Search will do this for 'N' times (to cover all N legal moves).
Then it will determine and return the best move among all.
The story of two Entities
As discussed before in eval section there are 2 entities:
1. Maximiser
2. Minimiser
These entities are determined by the perspective of eval.
Currently eval returns the advantage of the side to move (Refer eval.c)
/* the score[] array is set, now return the score relative
to the side to move */
if (side == LIGHT)
return score[LIGHT] - score[DARK];
return score[DARK] - score[LIGHT];
But, before we get a clearer understanding, lets code such that eval only returns white's advantage = "score[LIGHT] - score[DARK]" i.e eval's perspective is "white".
This is used to determine who is maximiser and who is minimiser.
If eval always returns score with White's perspective then, white is maximiser and black is minimiser.
So, if we have to define the best move among 'N' legal moves in search.
For white, the best move is the one which has maximum eval value.
For black, the best move is the one which has minimum eval value.
Below are the search loops for both the players.
A search loop would loop for all moves generated for a position (not in code).
int max(move_bytes* best_move)
{
int score = -100000;
int i , value;
gen();
for (i = first_move[ply]; i < first_move[ply + 1]; ++i) {
if (!makemove(gen_dat[i].m.b))
continue;
value = -eval();
takeback();
if(value > score){
score = value;
*best_move = gen_dat[i].m.b;
}
}
return score;
}
int min(move_bytes* best_move)
{
int score = 100000;
int i , value;
gen();
for (i = first_move[ply]; i < first_move[ply + 1]; ++i) {
if (!makemove(gen_dat[i].m.b))
continue;
value = eval();
takeback();
if(value < score){
score = value;
*best_move = gen_dat[i].m.b;
}
}
return score;
}
Notice a few things in the above functions:
1. We have coded such that eval returns with white's perspective ALWAYS.
This is done by multiplying the value returned by eval with '-1' in max function.
2. The makemove function is also a move legality checker.
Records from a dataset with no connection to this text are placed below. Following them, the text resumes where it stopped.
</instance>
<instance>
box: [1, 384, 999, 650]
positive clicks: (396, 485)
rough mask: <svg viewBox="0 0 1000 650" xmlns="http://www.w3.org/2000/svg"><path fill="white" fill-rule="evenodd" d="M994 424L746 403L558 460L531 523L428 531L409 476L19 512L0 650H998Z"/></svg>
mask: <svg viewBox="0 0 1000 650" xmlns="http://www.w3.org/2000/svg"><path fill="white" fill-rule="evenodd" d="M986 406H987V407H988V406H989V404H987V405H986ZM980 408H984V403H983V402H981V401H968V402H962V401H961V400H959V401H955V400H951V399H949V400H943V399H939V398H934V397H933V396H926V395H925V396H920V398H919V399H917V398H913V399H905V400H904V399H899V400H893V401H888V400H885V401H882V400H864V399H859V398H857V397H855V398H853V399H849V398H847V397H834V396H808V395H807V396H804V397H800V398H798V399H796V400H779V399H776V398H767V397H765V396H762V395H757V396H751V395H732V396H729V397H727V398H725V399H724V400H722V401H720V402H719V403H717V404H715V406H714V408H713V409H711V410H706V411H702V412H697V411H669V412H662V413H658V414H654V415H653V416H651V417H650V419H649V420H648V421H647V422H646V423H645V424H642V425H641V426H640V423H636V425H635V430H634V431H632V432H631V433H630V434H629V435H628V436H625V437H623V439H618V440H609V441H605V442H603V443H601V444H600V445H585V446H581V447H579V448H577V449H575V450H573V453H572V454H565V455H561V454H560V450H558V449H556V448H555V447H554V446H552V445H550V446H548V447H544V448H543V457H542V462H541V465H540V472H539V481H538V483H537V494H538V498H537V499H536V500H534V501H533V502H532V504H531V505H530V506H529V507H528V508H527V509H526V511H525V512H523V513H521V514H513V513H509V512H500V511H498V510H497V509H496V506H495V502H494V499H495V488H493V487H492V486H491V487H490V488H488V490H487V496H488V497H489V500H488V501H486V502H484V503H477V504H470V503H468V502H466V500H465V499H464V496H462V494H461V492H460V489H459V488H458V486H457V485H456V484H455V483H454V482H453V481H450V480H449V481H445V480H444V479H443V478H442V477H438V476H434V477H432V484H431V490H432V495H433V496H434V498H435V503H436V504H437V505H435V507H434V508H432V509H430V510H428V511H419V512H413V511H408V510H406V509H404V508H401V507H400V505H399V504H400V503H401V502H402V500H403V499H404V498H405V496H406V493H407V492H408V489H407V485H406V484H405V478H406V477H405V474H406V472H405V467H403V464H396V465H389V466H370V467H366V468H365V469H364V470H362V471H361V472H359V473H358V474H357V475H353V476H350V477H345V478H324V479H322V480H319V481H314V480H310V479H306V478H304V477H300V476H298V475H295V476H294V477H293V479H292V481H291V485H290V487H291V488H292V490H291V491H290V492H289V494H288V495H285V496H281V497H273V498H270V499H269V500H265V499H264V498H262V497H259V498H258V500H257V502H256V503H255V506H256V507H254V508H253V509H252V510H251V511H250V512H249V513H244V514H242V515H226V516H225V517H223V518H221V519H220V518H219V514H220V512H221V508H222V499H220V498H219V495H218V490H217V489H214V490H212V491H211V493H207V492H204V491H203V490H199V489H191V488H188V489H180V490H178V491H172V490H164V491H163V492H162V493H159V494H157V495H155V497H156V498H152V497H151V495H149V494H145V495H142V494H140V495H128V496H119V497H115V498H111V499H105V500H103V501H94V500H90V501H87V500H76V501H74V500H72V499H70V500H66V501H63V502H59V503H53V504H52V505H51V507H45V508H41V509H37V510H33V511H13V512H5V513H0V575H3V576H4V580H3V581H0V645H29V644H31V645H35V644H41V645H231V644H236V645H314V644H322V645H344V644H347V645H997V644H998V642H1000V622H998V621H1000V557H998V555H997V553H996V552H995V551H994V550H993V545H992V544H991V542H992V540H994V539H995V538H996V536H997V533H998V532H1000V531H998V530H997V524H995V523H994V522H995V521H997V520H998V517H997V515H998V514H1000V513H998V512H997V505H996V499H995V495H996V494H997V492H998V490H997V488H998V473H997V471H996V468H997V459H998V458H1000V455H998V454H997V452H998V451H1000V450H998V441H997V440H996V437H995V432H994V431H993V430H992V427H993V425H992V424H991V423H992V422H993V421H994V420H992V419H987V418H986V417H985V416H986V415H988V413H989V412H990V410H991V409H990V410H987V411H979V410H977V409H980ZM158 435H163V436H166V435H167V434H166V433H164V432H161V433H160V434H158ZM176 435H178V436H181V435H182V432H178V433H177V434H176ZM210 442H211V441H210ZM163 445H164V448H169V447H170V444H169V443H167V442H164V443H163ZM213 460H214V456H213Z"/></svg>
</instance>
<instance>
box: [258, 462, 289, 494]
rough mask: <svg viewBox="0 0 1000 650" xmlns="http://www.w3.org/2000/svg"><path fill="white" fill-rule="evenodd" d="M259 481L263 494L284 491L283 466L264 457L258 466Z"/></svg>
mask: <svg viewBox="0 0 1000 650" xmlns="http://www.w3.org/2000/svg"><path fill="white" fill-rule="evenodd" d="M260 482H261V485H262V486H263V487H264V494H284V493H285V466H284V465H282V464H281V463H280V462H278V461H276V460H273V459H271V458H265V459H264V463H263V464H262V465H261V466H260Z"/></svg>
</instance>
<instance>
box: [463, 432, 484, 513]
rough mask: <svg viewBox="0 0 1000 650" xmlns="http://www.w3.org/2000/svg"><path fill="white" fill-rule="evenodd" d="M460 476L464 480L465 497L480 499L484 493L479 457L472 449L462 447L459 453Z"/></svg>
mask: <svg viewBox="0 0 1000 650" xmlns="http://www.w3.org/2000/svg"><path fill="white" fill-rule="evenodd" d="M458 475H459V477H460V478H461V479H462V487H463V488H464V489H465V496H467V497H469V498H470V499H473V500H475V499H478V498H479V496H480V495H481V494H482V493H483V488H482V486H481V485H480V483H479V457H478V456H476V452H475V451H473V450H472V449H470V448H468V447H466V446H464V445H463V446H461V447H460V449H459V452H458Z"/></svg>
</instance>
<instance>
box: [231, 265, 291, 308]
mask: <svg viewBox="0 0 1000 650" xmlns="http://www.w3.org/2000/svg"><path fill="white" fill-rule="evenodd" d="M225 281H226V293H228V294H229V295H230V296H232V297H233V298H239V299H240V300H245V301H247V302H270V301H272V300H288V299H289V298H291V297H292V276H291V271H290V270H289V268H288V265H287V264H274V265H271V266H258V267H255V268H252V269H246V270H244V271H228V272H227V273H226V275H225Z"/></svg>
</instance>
If it returns TRUE, the move is anyways made and if it returns FALSE then we just continue the for loop with the next move.
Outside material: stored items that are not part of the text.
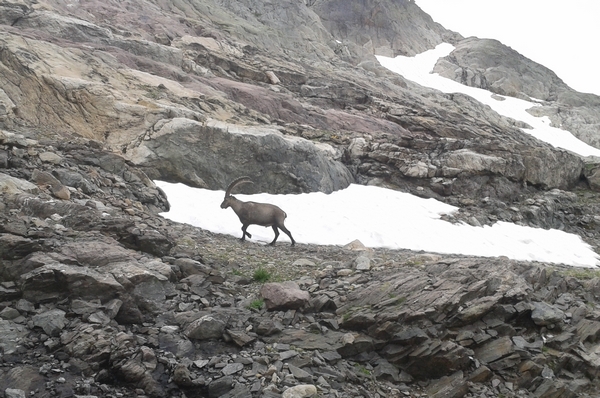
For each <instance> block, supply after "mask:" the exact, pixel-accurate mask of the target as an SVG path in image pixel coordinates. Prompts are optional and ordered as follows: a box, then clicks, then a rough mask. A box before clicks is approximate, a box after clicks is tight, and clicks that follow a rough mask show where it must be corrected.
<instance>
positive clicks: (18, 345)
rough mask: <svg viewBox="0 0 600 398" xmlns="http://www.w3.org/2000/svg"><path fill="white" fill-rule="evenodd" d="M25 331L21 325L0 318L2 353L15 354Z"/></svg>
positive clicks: (1, 344) (18, 347) (0, 334)
mask: <svg viewBox="0 0 600 398" xmlns="http://www.w3.org/2000/svg"><path fill="white" fill-rule="evenodd" d="M27 333H28V332H27V328H25V327H24V326H23V325H19V324H17V323H14V322H12V321H10V320H4V319H0V348H2V352H3V353H4V355H12V354H15V353H16V352H17V351H18V350H19V349H20V348H21V347H22V344H23V343H24V339H25V336H27Z"/></svg>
3. The initial scores are set to +/- INFINITY (a very high number). This is done so that atleast 1 move will be accepted in our search.
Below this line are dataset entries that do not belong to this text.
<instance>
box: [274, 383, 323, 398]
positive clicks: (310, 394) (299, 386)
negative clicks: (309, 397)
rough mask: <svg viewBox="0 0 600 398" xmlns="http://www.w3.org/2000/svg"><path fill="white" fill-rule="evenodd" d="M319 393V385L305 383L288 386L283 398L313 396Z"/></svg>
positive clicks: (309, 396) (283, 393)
4. The evaluate function does not contain checkmate detection or END_OF_GAME_CONDITION. This needs to be implemented in the search function and if such a case arises then this score should over ride the score returned by evaluate.
And then there is the main search function.
2 parameters are desired from search function :
1. Score
2. Best Move
The best_move is fetched by passing a pointer (as of now).
This is because later when we will understand deep searches, it will be seen that the score returned by max or min function will actually play the role of eval function.
Also, best_move will be replaced by a series of principal moves called as principal variation.
void search(){
move_bytes best_move ;
int score;
if (side == LIGHT)
score = max(&best_move);
else
score = min(&best_move);
printf("\n Score is : %d",score);
printf("\n Best Move is : %s",move_str(best_move));
}
Personal note:
In order to understand SEARCH ALGORITHM better, just forget about your Board Representation details and only concentrate on this:
1. All that is needed from board rep implementation are the 4 functions - move generation, move make, move unmake and evaluate.
2. We have to go through search slowly breaking up things before coming to the final algorithm as in TSCP.